Raw sewage sludge 11

Nonlegume vegetable wastes 11-12

Poultry manure 15

Cow manure 18

Mixed grasses 19

Horse manure 25

Potato tops 25

Straw from oats 48

Straw from wheat 128-150

Sawdust 200-500

Source: Adapted from Golueke, C. G. 1977. Biological Reclamation of Solid Wastes. Rodale Press, Emmaus, PA.

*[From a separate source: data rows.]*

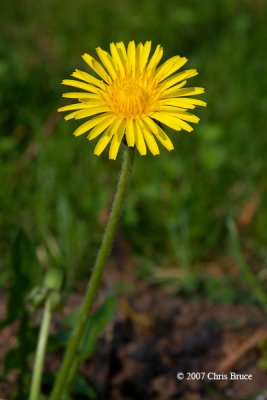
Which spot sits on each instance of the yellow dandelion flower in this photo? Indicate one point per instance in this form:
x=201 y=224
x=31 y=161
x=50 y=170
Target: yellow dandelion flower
x=131 y=96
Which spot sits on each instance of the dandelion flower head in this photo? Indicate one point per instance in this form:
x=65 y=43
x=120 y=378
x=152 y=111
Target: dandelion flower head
x=130 y=96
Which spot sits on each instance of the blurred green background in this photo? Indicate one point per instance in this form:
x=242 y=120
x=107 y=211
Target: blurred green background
x=54 y=192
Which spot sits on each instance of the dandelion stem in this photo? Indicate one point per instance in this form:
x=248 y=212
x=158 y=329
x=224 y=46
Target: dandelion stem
x=40 y=352
x=95 y=279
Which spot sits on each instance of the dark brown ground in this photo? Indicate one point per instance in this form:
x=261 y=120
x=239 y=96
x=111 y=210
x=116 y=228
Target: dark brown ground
x=155 y=335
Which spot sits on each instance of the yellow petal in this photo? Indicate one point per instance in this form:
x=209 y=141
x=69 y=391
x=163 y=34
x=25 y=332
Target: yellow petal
x=107 y=62
x=90 y=124
x=131 y=57
x=92 y=111
x=116 y=58
x=167 y=120
x=144 y=56
x=96 y=67
x=103 y=142
x=149 y=139
x=184 y=92
x=139 y=139
x=130 y=133
x=155 y=59
x=80 y=95
x=116 y=141
x=84 y=76
x=79 y=106
x=100 y=127
x=169 y=67
x=178 y=78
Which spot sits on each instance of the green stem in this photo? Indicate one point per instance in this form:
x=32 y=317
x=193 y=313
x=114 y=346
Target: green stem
x=95 y=279
x=40 y=352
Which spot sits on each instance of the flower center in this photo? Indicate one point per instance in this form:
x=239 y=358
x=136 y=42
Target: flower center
x=130 y=100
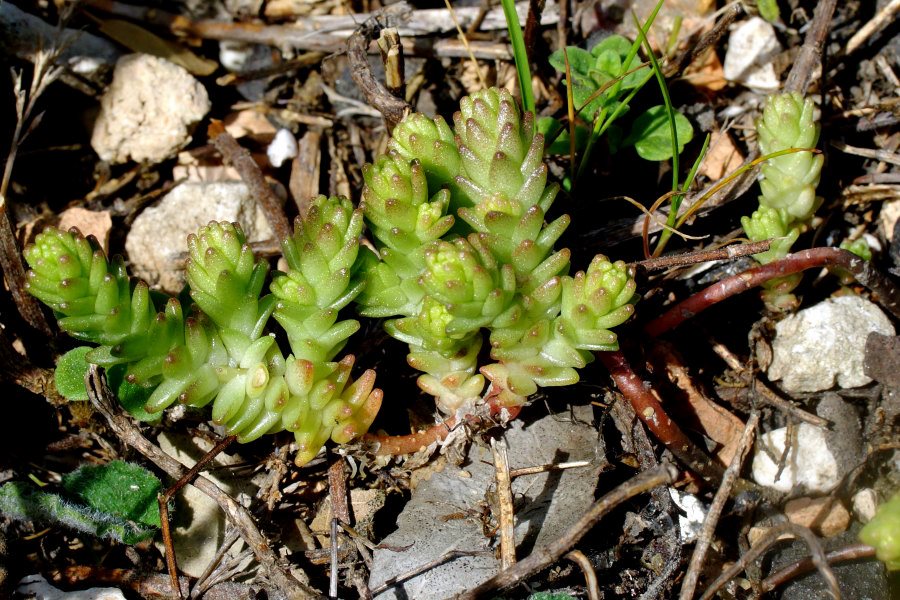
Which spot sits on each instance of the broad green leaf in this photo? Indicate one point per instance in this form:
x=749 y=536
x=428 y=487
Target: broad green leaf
x=118 y=488
x=652 y=136
x=69 y=375
x=580 y=61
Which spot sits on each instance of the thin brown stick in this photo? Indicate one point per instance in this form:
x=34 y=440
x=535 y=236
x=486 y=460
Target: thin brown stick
x=885 y=291
x=396 y=445
x=880 y=155
x=543 y=557
x=507 y=516
x=513 y=473
x=715 y=510
x=390 y=106
x=774 y=535
x=701 y=256
x=106 y=404
x=590 y=576
x=770 y=397
x=809 y=60
x=805 y=565
x=533 y=27
x=165 y=497
x=239 y=158
x=651 y=412
x=884 y=16
x=340 y=513
x=392 y=57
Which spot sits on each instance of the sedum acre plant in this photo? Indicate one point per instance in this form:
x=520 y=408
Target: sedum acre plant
x=788 y=185
x=219 y=353
x=883 y=533
x=458 y=217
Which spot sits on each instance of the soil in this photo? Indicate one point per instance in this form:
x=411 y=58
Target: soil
x=305 y=85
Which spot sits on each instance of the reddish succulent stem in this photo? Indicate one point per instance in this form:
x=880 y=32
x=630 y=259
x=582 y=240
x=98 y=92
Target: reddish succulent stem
x=395 y=445
x=886 y=292
x=649 y=410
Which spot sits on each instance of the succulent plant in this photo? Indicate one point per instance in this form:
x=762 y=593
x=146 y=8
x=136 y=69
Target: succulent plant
x=221 y=353
x=494 y=269
x=788 y=185
x=463 y=248
x=883 y=532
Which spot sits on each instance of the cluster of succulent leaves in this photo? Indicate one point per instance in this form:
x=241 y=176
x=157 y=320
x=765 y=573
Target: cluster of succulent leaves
x=117 y=500
x=788 y=185
x=218 y=351
x=883 y=533
x=604 y=80
x=458 y=219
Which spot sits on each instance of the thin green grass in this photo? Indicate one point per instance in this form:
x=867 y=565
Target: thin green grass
x=523 y=68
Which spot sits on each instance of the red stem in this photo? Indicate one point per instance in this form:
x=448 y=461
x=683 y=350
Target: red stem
x=886 y=292
x=650 y=411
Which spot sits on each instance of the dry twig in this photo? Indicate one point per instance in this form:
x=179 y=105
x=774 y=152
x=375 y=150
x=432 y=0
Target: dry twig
x=651 y=412
x=507 y=516
x=805 y=565
x=105 y=403
x=887 y=294
x=590 y=576
x=808 y=63
x=239 y=158
x=704 y=539
x=774 y=535
x=542 y=558
x=390 y=106
x=701 y=256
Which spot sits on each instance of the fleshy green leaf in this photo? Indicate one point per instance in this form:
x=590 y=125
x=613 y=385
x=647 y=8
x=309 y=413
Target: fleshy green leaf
x=652 y=137
x=70 y=372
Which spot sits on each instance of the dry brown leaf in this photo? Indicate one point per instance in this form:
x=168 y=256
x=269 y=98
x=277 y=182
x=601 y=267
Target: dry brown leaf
x=248 y=122
x=717 y=422
x=706 y=72
x=139 y=39
x=88 y=222
x=723 y=156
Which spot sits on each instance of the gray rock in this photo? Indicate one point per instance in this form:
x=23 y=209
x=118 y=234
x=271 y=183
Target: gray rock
x=752 y=46
x=148 y=111
x=158 y=236
x=443 y=513
x=38 y=588
x=825 y=344
x=810 y=463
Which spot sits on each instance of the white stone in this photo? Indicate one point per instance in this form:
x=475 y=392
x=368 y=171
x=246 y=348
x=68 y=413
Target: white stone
x=158 y=236
x=691 y=522
x=283 y=147
x=198 y=524
x=825 y=344
x=35 y=586
x=809 y=461
x=865 y=504
x=148 y=111
x=752 y=46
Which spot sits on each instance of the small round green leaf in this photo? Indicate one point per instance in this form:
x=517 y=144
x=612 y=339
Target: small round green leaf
x=70 y=371
x=651 y=134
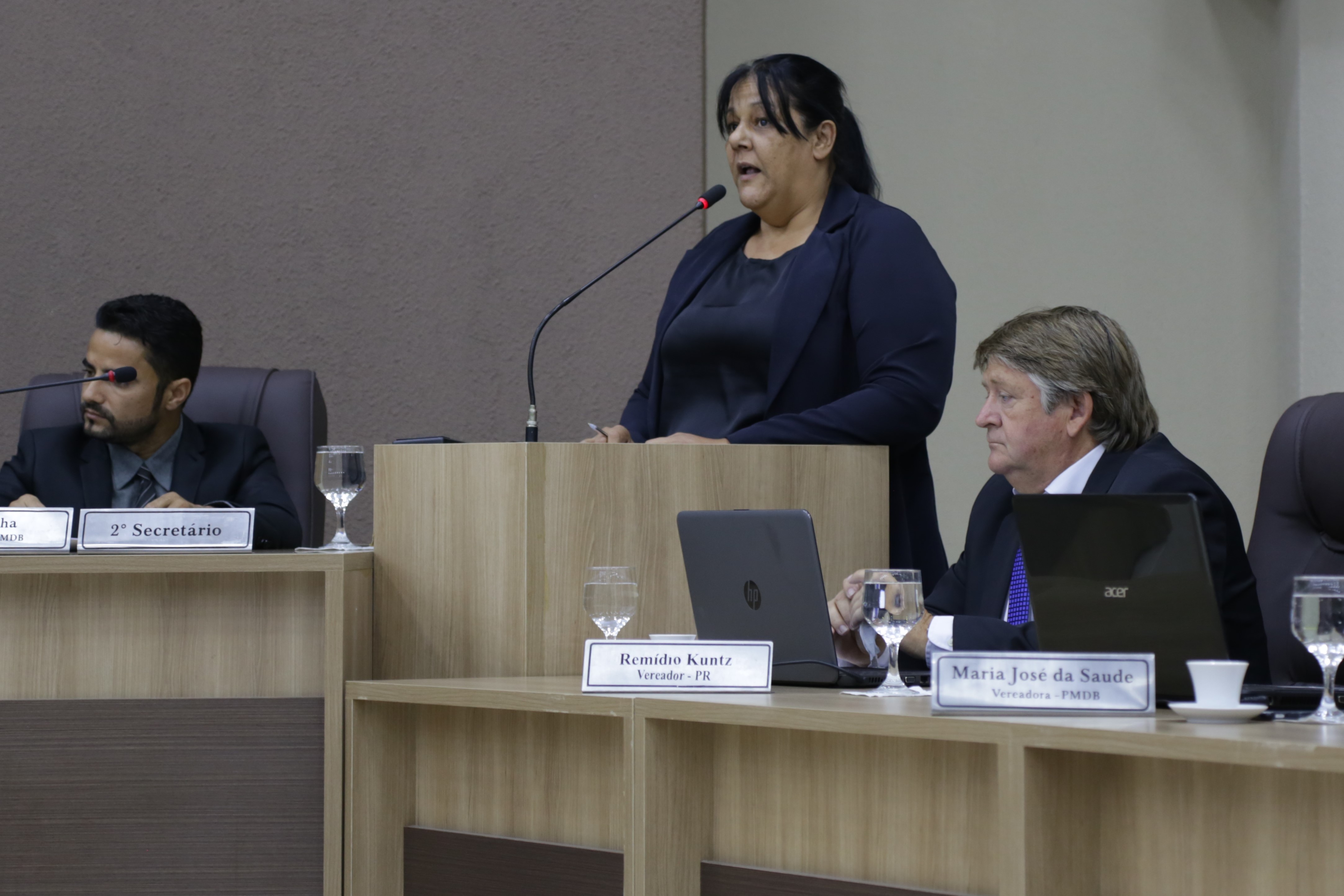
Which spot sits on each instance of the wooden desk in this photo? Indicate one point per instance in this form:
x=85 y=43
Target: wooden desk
x=470 y=535
x=701 y=791
x=175 y=723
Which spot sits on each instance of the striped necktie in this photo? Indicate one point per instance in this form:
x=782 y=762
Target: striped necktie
x=1019 y=597
x=144 y=488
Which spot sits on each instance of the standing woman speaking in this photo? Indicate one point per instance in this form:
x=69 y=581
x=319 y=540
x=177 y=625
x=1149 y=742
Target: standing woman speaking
x=820 y=318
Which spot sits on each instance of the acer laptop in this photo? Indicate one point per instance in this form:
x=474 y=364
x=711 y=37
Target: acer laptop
x=756 y=576
x=1123 y=574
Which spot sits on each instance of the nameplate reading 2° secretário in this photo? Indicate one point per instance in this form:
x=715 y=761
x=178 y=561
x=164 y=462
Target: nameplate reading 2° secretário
x=652 y=667
x=35 y=530
x=1033 y=684
x=167 y=531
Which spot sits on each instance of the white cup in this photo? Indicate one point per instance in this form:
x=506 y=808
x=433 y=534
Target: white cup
x=1218 y=683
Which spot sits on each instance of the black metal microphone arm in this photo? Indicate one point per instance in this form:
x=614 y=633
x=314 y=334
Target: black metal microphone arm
x=530 y=436
x=105 y=378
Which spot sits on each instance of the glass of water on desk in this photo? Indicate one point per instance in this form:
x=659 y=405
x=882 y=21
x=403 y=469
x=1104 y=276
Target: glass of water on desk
x=339 y=475
x=893 y=602
x=1319 y=624
x=609 y=597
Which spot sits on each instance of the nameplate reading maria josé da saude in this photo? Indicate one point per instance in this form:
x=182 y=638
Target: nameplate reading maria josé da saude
x=1032 y=684
x=35 y=530
x=166 y=530
x=651 y=667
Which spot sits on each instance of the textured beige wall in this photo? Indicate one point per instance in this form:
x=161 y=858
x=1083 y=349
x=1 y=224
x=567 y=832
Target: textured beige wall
x=392 y=194
x=1115 y=155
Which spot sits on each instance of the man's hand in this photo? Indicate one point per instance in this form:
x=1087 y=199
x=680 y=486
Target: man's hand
x=611 y=436
x=917 y=643
x=171 y=500
x=686 y=438
x=846 y=612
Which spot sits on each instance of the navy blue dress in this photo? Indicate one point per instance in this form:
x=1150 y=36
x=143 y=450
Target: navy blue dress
x=861 y=352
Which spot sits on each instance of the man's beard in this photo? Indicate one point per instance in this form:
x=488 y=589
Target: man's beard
x=120 y=432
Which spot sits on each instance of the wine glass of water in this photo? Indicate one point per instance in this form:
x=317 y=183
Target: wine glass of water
x=609 y=597
x=339 y=475
x=893 y=602
x=1319 y=624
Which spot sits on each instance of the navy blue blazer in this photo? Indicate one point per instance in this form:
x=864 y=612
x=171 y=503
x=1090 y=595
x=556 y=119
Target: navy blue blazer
x=214 y=463
x=862 y=352
x=976 y=588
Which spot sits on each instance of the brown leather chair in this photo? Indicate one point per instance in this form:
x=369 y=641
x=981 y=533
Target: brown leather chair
x=1299 y=524
x=287 y=406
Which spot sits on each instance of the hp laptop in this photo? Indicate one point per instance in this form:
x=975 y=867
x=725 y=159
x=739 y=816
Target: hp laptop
x=1123 y=574
x=756 y=576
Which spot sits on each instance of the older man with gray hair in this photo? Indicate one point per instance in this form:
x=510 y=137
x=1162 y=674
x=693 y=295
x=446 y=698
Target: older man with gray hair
x=1066 y=412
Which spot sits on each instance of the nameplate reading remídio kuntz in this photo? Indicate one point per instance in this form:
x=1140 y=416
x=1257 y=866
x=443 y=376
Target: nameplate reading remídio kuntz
x=643 y=667
x=980 y=683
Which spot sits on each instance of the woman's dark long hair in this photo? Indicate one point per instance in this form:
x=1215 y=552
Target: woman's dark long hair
x=791 y=84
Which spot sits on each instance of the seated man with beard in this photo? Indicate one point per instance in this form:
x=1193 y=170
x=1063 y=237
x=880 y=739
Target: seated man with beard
x=136 y=448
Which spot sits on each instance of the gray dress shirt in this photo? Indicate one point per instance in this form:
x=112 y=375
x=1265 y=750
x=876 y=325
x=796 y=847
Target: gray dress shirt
x=125 y=464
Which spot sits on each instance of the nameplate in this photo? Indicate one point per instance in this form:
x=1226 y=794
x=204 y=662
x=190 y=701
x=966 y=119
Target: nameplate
x=166 y=530
x=35 y=530
x=1033 y=684
x=654 y=667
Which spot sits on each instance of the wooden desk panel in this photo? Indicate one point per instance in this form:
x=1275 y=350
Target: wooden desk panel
x=244 y=628
x=482 y=549
x=971 y=805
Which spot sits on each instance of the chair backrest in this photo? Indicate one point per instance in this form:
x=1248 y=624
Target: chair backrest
x=287 y=406
x=1299 y=524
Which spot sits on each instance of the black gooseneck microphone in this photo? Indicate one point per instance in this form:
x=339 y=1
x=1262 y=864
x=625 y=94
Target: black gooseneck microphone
x=709 y=198
x=116 y=375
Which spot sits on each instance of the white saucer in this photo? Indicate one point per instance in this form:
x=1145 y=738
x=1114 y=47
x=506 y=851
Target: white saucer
x=1217 y=715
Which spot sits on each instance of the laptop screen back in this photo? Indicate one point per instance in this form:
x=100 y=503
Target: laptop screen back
x=756 y=576
x=1123 y=574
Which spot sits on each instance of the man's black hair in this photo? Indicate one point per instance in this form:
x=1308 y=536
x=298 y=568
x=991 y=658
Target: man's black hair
x=166 y=327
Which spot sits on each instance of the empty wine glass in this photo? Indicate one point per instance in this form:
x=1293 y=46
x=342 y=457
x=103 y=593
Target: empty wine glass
x=1319 y=624
x=609 y=597
x=893 y=602
x=340 y=475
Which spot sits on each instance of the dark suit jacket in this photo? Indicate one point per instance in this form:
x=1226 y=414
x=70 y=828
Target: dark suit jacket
x=976 y=588
x=862 y=352
x=214 y=463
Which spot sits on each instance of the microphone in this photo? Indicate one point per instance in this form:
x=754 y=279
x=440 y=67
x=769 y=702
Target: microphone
x=116 y=375
x=708 y=198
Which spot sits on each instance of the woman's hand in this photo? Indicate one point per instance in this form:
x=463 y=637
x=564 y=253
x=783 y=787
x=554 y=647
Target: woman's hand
x=686 y=438
x=611 y=434
x=846 y=612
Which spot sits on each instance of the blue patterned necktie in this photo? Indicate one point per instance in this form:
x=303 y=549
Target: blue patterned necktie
x=1019 y=597
x=144 y=488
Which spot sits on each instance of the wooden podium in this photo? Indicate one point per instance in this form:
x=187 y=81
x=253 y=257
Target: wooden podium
x=482 y=549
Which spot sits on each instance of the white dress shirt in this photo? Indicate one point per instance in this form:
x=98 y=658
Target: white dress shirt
x=1072 y=482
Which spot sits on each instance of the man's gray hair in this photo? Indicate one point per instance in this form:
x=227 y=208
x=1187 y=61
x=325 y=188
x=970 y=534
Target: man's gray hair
x=1069 y=351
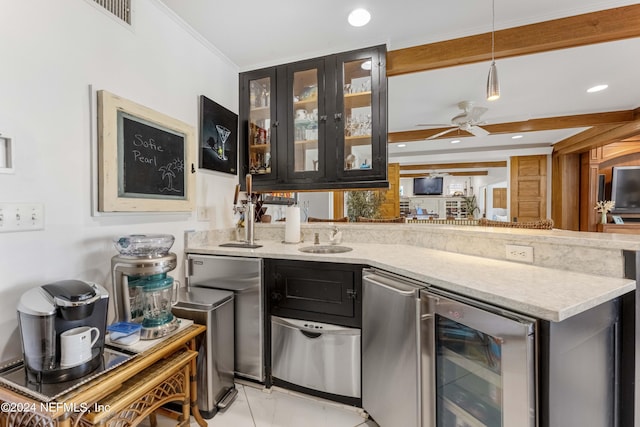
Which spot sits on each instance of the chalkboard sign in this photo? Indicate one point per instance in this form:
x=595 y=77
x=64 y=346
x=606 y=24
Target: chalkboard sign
x=145 y=158
x=151 y=160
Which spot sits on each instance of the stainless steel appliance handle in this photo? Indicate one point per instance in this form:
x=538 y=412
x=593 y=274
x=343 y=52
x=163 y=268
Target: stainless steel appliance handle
x=427 y=360
x=390 y=287
x=313 y=331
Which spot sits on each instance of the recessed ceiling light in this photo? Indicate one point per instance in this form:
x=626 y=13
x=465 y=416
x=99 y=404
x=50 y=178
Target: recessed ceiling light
x=597 y=88
x=359 y=17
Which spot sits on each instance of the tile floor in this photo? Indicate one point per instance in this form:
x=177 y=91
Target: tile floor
x=258 y=407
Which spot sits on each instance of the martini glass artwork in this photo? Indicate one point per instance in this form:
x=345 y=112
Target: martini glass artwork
x=223 y=133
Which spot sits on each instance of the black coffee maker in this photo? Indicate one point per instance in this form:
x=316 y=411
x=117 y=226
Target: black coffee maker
x=44 y=313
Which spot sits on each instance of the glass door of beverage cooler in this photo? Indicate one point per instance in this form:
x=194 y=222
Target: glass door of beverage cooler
x=482 y=365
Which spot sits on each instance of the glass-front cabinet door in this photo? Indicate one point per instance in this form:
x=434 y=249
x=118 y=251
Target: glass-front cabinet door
x=361 y=125
x=483 y=372
x=258 y=129
x=306 y=121
x=316 y=124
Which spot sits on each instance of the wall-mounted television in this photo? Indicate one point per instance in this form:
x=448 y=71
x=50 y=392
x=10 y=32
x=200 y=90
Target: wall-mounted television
x=427 y=186
x=625 y=189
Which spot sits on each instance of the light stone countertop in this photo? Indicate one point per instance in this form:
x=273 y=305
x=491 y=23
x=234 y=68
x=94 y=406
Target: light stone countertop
x=540 y=292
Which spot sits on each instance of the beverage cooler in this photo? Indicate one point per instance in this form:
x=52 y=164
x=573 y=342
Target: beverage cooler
x=480 y=364
x=476 y=362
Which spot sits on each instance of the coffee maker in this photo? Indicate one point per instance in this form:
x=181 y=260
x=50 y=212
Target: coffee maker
x=48 y=311
x=143 y=293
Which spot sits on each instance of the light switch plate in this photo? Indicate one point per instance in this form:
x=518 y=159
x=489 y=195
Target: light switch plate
x=520 y=253
x=21 y=217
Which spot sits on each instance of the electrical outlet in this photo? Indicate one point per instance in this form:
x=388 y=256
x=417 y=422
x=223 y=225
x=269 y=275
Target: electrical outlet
x=520 y=253
x=203 y=213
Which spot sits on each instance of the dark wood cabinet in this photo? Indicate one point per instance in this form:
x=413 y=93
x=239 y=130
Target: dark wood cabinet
x=317 y=291
x=316 y=124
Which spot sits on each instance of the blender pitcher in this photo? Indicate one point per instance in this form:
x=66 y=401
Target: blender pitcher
x=158 y=295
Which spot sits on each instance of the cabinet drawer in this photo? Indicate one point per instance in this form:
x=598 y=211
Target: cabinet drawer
x=319 y=291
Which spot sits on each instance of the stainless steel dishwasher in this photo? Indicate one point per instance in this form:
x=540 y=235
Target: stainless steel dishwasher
x=317 y=356
x=243 y=276
x=390 y=349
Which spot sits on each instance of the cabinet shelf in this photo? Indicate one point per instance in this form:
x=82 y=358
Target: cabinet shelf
x=260 y=113
x=304 y=104
x=307 y=143
x=260 y=147
x=358 y=140
x=357 y=100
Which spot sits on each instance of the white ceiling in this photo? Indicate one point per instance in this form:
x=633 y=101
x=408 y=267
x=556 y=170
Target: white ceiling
x=254 y=34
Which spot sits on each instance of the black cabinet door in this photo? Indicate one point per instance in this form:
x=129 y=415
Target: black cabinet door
x=361 y=116
x=326 y=126
x=258 y=136
x=317 y=291
x=306 y=129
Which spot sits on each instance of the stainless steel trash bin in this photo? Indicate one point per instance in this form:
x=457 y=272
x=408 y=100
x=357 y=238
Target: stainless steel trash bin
x=212 y=308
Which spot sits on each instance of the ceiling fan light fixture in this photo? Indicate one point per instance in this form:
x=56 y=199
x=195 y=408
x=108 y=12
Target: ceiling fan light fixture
x=359 y=17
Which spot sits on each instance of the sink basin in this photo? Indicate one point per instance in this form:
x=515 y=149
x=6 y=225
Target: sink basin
x=325 y=249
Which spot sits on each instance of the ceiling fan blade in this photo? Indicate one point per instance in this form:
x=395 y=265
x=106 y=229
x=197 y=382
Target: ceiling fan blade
x=444 y=132
x=478 y=131
x=476 y=112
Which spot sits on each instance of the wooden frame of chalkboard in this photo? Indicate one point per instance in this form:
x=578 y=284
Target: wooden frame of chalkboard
x=145 y=159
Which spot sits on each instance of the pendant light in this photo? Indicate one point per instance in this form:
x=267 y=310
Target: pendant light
x=493 y=86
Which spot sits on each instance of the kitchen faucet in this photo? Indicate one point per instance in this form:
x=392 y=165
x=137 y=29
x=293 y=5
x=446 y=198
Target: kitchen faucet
x=248 y=210
x=335 y=236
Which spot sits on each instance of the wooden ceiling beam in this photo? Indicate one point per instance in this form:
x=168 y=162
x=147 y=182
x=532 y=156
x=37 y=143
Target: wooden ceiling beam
x=451 y=173
x=422 y=134
x=465 y=165
x=533 y=125
x=574 y=31
x=597 y=137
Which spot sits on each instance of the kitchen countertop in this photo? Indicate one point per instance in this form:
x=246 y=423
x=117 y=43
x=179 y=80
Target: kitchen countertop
x=541 y=292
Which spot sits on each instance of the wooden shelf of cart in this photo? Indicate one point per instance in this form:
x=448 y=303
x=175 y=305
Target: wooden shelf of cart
x=173 y=359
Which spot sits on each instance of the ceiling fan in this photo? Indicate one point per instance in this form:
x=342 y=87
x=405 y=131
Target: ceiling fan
x=468 y=120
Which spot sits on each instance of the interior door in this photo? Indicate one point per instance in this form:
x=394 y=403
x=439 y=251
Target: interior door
x=528 y=188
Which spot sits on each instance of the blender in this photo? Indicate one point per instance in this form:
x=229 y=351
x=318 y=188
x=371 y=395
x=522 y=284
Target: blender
x=143 y=293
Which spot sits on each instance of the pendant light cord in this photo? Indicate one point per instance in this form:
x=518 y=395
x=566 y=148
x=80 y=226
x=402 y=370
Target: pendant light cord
x=493 y=29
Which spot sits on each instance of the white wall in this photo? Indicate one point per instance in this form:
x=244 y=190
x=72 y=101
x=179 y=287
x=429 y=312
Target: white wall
x=51 y=52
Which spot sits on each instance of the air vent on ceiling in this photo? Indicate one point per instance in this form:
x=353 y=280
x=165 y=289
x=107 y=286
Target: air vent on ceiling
x=120 y=8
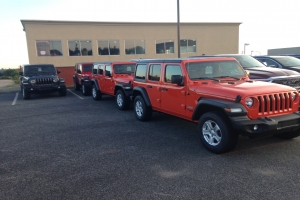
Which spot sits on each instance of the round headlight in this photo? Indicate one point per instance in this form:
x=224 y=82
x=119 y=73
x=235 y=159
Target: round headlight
x=249 y=102
x=294 y=95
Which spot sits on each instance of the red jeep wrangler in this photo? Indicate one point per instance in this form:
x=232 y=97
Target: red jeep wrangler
x=113 y=78
x=216 y=93
x=81 y=77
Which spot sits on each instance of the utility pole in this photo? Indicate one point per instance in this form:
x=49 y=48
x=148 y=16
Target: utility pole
x=178 y=30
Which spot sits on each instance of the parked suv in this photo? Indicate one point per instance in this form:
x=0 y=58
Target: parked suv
x=258 y=71
x=115 y=79
x=40 y=78
x=216 y=93
x=81 y=77
x=283 y=62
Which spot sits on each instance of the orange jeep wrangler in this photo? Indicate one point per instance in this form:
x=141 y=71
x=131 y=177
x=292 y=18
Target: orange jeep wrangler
x=217 y=94
x=115 y=79
x=81 y=77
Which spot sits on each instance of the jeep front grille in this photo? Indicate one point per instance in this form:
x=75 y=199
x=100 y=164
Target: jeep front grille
x=44 y=81
x=275 y=103
x=293 y=82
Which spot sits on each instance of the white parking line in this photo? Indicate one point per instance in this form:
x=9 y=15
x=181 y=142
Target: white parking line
x=75 y=94
x=15 y=100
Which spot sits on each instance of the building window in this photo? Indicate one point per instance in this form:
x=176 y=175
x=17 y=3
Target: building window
x=154 y=72
x=172 y=70
x=134 y=47
x=108 y=47
x=187 y=46
x=80 y=48
x=164 y=46
x=49 y=48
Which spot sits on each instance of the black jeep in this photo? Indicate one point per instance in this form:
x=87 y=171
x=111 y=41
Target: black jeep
x=40 y=78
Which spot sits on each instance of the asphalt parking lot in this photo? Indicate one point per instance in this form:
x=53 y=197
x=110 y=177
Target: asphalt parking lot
x=73 y=147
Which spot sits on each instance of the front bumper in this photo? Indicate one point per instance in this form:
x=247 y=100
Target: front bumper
x=266 y=126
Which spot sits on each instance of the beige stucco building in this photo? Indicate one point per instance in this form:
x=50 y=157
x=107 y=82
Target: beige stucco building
x=64 y=43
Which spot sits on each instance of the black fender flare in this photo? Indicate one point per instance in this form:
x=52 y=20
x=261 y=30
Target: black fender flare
x=140 y=90
x=95 y=82
x=205 y=104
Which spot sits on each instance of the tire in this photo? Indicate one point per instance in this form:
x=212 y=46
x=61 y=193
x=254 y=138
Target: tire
x=122 y=101
x=216 y=134
x=97 y=95
x=62 y=92
x=76 y=86
x=142 y=112
x=84 y=90
x=25 y=93
x=289 y=135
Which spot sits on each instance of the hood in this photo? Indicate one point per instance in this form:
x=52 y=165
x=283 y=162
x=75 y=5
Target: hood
x=268 y=72
x=230 y=89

This kind of succession occurs when organic wastes are gathered up into heaps or piles so that an insulating effect emerges with conservation of heat and a rise in temperature. Heat is a by-product of the metabolic reactions of the microbes as they decompose the organic wastes. The pH also changes over the composting succession, beginning acid and becoming more alkaline over time. The first stage of composting succession is dominated by mesophilic microbes, primarily aerobic and anaerobic bacteria that metabolize simple carbohydrates such as sugars and starches. The optimal temperature for these organisms is about 35°C (95°F). Thermophilic (i.e., "heat loving") microbes dominate next and metabolize proteins and other nitrogenous materials. The optimal temperature for these organisms is about 60°C (140°F). No living organisms can exist above 70°C (175°F), so microbial metabolism stops and a cooling down phase follows the thermophilic stage. During this period acti-nomycetes and fungi increase in numbers and metabolize cellulose and other more resistant carbon compounds. The final stage shown in Figure 6.5 occurs with the formation of humus, which is the most valuable form of compost.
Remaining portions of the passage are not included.